In Hamburgs neuer Lady Macbeth von Mzensk gelingt musikalisch eine sensible Erkundung der Sehnsucht nach Liebe

Xl_15_lady_macbeth_von_mzensk_c_monika_rittershaus © Monika Ritterhaus

Lady Macbeth von Mzensk

Dmitri Schostakowitsch

Hamburgische Staatsoper

Premiere am 22. Januar 2023 

besuchte Aufführung: 25. Januar 2023

Dmitri Schostakowitsch schrieb seine 1930 uraufgeführte, erste Oper Die Nase bereits im Alter von 24 Jahren. Neben der Entstehung und Aufführung einer Vielzahl von Werken in verschiedenen Genres - unter anderem drei Symphonien sowie diverse Filmmusiken - kam seine Oper Lady Macbeth von Mzensk 1934 zum ersten Mal in Leningrad zur Aufführung. Sie wurde unmittelbar ein großer Erfolg und trat über Moskau einen Siegeszug über die ganze Welt an.

Nach dem Besuch einer Aufführung des Werkes durch Stalin in Moskau 1936 erscheint der berüchtigte Artikel „Chaos statt Musik“ in der Prawda. In dem Artikel wird dem Komponisten vorgeworfen, sich nicht an die Parteilinie zu halten und Musik formalistisch und mit mangelnder Volksnähe zu schreiben.  Das Werk wurde von den Spielplänen in der Sowjetunion abgesetzt. Schostakowitsch hat in seinem Heimatland danach ein Leben lang unter Repressalien zu leiden. Er fürchtet um sein Leben und das Leben seiner Familie.

Die Oper basiert auf einer Erzählung von Nikolai Leskow, die dieser in Dostojewskis Zeitschrift Die Epoche1865 veröffentlichte. Darin wird die wahre Geschichte eines Mordes verarbeitet, welche Leskow aus seiner Arbeit beim Gericht in Kiew kannte.

Katerina Ismailow stammt aus ärmlichen Verhältnissen und heiratet den Kaufmann Sinowij. Sie kommt dadurch zu Reichtum und Ansehen, führt aber ein unerfülltes Liebesleben, zudem unter ständiger Drangsalierung des Schwiegervaters Boris. Sie verliebt sich in den Bediensteten Sergej und verbringt eine Liebesnacht mit ihm. Als Boris dahinterkommt, lässt er Sergej misshandeln und stellt Katerina nach. Katerina mischt ihm Rattengift ins Essen, woran er verstirbt. 

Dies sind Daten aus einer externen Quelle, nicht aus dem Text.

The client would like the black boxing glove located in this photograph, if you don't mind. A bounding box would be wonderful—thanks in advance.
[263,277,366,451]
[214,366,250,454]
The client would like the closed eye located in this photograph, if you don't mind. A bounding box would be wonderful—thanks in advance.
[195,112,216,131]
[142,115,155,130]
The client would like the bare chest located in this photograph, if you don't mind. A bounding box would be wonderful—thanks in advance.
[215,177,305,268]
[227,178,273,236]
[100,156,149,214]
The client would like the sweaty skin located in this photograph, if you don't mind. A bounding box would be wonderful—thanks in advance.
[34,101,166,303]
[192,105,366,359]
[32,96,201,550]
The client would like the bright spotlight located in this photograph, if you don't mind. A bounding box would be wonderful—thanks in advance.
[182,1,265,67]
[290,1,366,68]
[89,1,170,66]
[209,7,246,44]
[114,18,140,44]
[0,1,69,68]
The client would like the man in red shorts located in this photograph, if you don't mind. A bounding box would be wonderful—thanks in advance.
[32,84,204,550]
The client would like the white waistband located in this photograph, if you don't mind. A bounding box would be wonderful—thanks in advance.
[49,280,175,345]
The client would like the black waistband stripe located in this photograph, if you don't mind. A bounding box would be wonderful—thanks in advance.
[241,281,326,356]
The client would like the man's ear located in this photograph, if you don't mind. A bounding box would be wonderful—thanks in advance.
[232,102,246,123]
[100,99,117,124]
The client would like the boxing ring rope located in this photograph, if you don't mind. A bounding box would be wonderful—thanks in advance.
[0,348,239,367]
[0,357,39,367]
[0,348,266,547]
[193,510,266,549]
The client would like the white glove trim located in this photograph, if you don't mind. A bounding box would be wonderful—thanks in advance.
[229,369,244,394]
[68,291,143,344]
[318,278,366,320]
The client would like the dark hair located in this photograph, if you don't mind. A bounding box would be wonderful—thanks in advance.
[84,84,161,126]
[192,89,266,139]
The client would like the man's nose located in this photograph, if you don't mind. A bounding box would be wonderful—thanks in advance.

Auch ihren Ehemann Sinowij ermorden Sergej und Katerina. Auf ihrer Hochzeitsfeier wird die Leiche Sinowijs entdeckt. Die Polizei rückt an, das Hochzeitspaar wird verhaftet. Auf dem Weg in die Verbannung nach Sibirien betrügt Sergej Katerina mit einer jüngeren Frau. Katerina reißt die Konkurrentin mit sich in den Fluss, die beiden Frauen ertrinken.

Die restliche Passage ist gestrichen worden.